Community Gardeners Ask City for Permanent Protections

Visitors to the Hattie Carthan Community Garden in Bedford Stuyvesant, Brooklyn, can relax in an oasis of shade trees in a neighborhood that has one of the city’s lowest ratios of green space per person. The garden’s 62 members grow vegetables in side-by-side plots, and fresh eggs for the Saturday farmers' market are gathered daily from a chicken coop.

A 2002 agreement between the city and community gardeners has allowed some 600 gardens like Hattie Carthan to thrive around the city -- but the agreement expires next month. The Parks Department has proposed new rules to replace the agreement, but garden advocacy groups don’t think they go far enough to protect the spaces from developers.

According to Green Guerillas community organizer Hannah Riseley-White, times have changed from the 1970s and '80s, when the city was happy to see community members take over and improve abandoned parcels of land.

“As the economy has come back and the city has continued to develop, the pressure on that land has increasingly started to grow,” Risely-White says.

Pressure on community gardens reached a climax in the winter of 1999, when the Giuliani administration put 114 gardens on the auction block in a single day,  angering urban farmers and neighborhood activists.

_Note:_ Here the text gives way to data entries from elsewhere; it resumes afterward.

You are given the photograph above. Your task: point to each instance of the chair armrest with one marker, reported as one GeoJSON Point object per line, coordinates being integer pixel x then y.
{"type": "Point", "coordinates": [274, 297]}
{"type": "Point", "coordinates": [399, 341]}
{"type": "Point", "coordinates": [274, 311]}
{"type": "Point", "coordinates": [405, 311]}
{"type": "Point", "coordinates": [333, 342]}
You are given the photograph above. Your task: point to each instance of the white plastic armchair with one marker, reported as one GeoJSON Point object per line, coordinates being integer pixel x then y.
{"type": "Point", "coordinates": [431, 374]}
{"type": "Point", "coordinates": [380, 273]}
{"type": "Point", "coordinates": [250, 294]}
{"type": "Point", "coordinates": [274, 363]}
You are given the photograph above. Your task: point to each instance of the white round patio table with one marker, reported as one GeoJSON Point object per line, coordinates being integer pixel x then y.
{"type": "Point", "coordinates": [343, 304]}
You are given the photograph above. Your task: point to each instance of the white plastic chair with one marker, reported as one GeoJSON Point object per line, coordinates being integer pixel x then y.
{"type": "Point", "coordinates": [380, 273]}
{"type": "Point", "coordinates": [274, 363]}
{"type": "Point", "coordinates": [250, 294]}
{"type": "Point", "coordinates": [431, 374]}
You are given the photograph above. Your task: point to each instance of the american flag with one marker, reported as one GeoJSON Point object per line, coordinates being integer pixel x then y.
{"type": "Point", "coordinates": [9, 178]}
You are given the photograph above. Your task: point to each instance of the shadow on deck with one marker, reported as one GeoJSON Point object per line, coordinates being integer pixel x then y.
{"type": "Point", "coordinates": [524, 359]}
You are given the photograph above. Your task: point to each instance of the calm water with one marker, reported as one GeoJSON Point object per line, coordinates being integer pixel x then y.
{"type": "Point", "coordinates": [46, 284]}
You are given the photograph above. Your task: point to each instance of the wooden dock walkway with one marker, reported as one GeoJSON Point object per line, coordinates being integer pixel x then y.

Attorney General Eliot Spitzer filed suit to block the destruction of the gardens, and in 2002, newly elected Mayor Michael Bloomberg settled the lawsuit.

Risely-White says that the new rules don't do enough to keep history from repeating.

But Parks Commissioner Adrian Benepe says that the new rules offer more protections for gardeners than the old agreement did. He points out that the city has even invited community gardeners to meet with Parks officials to help shape the language in the new regulations.

That's a must, says Karen Washington, president of the New York City Community Garden Coalition. "If there are rules or regulations pertaining to community gardeners, we must be at the table,” says Washington. “At the table, negotiating, and no longer at the outside looking in.”

Commissioner Benepe says that public testimony at this Tuesday’s public hearing may influence the final draft of the community gardening rules.